好嘛,秦林成恐龙了,寒毛都有人腰粗,这身子得多大?

毛氏和她两个兄弟,这会儿就成了锯嘴的葫芦,再不敢和秦林硬抗了。

黄嘉善在旁边看得好笑,心道:这毛氏真是敬酒不吃吃罚酒,不过也亏得恶人自有恶人磨,要不是秦林手段狠辣,也对付不了毛氏这泼妇,换做自己和她慢慢讲道理,那才是秀才遇到兵,有理也说不清呢!

众位衙役便把外边冰雪的棺材拉到衙门院子里来,铺草席子,端清水,做着解剖之前的准备工作。

秦林笑着摸了摸鼻子,曾几何时,在蕲州断何二郎借父亲之死诬陷李氏医馆一案,为了解剖尸体,迫于无奈还要和何二郎赌命,冒着充军流配的风险来查明案情;这一次,毛氏怕不比何二郎还要泼辣些,却几句话就吓得她不敢乱动,顺顺当当的开始解剖验尸。

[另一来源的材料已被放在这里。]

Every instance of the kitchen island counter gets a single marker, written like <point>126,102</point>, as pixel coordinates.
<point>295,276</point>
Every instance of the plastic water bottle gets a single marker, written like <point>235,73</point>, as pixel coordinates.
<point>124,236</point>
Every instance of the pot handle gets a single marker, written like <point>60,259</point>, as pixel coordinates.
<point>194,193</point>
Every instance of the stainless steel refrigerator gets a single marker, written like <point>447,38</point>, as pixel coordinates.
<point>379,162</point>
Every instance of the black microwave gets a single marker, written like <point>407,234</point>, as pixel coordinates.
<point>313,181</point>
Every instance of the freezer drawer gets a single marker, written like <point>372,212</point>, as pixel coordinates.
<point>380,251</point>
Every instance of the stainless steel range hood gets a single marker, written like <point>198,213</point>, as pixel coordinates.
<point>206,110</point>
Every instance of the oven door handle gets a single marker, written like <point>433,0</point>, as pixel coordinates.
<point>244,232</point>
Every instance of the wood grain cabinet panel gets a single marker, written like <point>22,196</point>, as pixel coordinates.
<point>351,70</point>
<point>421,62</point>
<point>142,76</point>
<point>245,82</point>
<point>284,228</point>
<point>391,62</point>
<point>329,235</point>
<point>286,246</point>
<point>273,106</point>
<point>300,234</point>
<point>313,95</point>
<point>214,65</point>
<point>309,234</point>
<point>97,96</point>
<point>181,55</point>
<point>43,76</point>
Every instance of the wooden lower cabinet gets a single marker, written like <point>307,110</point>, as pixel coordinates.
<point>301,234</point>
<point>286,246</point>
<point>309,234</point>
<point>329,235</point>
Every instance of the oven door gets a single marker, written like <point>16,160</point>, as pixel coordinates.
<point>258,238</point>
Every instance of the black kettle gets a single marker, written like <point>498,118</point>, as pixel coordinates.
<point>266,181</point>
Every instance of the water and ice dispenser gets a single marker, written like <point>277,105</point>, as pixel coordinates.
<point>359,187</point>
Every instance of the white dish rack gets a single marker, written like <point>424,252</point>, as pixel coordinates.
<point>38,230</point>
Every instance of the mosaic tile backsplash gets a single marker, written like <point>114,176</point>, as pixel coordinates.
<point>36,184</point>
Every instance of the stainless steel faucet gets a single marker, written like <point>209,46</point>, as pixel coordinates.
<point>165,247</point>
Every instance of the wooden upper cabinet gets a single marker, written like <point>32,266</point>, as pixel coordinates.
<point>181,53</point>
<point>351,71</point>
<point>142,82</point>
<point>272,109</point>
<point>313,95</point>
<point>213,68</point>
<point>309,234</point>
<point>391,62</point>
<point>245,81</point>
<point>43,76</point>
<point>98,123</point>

此一时彼一时,还不是身上穿了正四品飞鱼服,做了锦衣卫掌南衙的堂上官?

权力这玩意儿真是个好东西,不管做好事还是做坏事,都方便得很……运用之妙存乎一心。

衙役们做好了准备,把尸首从棺材里面抬出来放在苇席上。